Где бродит иголка? Где залегла в груди пуля? Надо уметь одним взглядом охватывать мир, для всех остальных мутный и непонятный и лишь для тебя открытый и полный значения. В неясных пятнах, бликах, затемнениях различить притаившуюся опасность.
И продвигаться, продвигаться к истине: найти, не ошибиться, не просмотреть…
Заболел Рындин. Сначала он жаловался на боли внизу живота, справа, при ходьбе припадал на правую ногу. Потом его стало тошнить, он почти совсем перестал есть, мучительная рвота, казалось, выворачивала мальчика наизнанку.
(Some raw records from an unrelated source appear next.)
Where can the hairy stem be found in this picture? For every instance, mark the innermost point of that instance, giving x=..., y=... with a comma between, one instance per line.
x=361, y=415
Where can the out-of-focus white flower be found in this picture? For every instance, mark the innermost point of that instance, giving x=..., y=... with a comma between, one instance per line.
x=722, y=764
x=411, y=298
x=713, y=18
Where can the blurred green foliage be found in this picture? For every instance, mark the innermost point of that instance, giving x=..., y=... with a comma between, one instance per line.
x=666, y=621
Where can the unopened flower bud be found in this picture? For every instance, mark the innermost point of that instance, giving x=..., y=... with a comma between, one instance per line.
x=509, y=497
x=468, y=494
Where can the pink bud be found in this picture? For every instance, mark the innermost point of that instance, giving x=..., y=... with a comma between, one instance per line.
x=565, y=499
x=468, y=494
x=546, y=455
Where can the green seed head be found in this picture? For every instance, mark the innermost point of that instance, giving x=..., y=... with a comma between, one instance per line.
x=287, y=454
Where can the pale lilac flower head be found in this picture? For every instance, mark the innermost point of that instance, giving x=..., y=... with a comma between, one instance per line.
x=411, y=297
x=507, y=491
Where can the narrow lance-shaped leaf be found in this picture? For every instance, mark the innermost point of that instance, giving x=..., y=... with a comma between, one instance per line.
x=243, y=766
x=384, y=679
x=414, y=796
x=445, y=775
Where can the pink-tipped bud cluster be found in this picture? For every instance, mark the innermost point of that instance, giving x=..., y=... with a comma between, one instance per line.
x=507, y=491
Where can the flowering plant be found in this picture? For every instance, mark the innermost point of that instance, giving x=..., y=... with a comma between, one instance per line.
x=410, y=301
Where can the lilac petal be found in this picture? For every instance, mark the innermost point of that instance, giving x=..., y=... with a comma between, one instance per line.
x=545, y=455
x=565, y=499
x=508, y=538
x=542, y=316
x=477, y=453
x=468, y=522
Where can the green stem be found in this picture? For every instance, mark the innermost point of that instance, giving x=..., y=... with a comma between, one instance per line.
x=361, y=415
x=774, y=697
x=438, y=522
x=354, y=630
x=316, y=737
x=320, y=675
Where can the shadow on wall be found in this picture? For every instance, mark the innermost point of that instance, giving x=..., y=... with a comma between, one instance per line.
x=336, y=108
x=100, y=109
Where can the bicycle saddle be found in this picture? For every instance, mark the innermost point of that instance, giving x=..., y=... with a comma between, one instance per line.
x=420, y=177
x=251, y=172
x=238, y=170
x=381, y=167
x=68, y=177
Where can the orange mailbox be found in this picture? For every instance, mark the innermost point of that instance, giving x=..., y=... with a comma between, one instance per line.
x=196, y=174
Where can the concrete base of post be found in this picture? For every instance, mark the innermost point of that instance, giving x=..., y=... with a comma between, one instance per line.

Когда его привезли в городскую больницу, пожилой хирург определил, что это аппендицит и необходимо немедленное Вмешательство.
В операционной бледный, измученный Рындин только спросил у хирурга:
— А вы достанете?.. — и сразу же погрузился в сон.
Вскрыв брюшину, хирург долго не мог найти отросток, а найдя, сразу понял, что аппендицит гнойный и начинается перитонит.
Все полтора часа операции Леокадия, нервничая, просидела внизу, в приемной, и только однажды вспомнила, что где-то здесь, рядом, Куприянов, что в случае чего к нему можно обратиться за помощью. Но эта мысль сразу же исчезла, и Леокадия встревоженно провожала глазами каждую нянечку, выходящую «оттуда».
Наконец ей сказали, что все прошло благополучно, и Юрасова получила разрешение быть возле Рындина.
Он лежал — маленький, беспомощный. Сморщены и сухие губы, и прикрытые веки, и щеки. Старичок-боровичок.
Леокадия, смочив полотенце, провела им по губам мальчика. Он, не открывая глаз, жадно потянулся к влаге. У дежурной сестры Леокадия взяла пузырь со льдом и положила его Рындину на живот.
Снова подумала, что больница Куприянова, и если мальчику станет хуже, она непременно найдет Алексея Михайловича. От этой мысли стало спокойнее.
Рындин пришел в себя, слабым голосом позвал:
— Леокадия Алексеевна…
— Что, милый?
— У «Дуная» мощность двигателей восемьсот лошадиных сил…
Леокадия на мгновение подумала, что Рындин бредит. Но потом поняла: ничего необычного в этом воспоминании мальчика нет. Незадолго до его болезни в школу пришел штурман Долганов. Он принес в подарок шестому «Б» альбом от экипажа теплохода «Дунай». Здесь были фотографии рулевого — за штурвалом, боцмана — у брашпиля, матроса — при швартовке теплохода, и даже кока, похожего на возмужавшего Валерика Улыбышева в колпаке.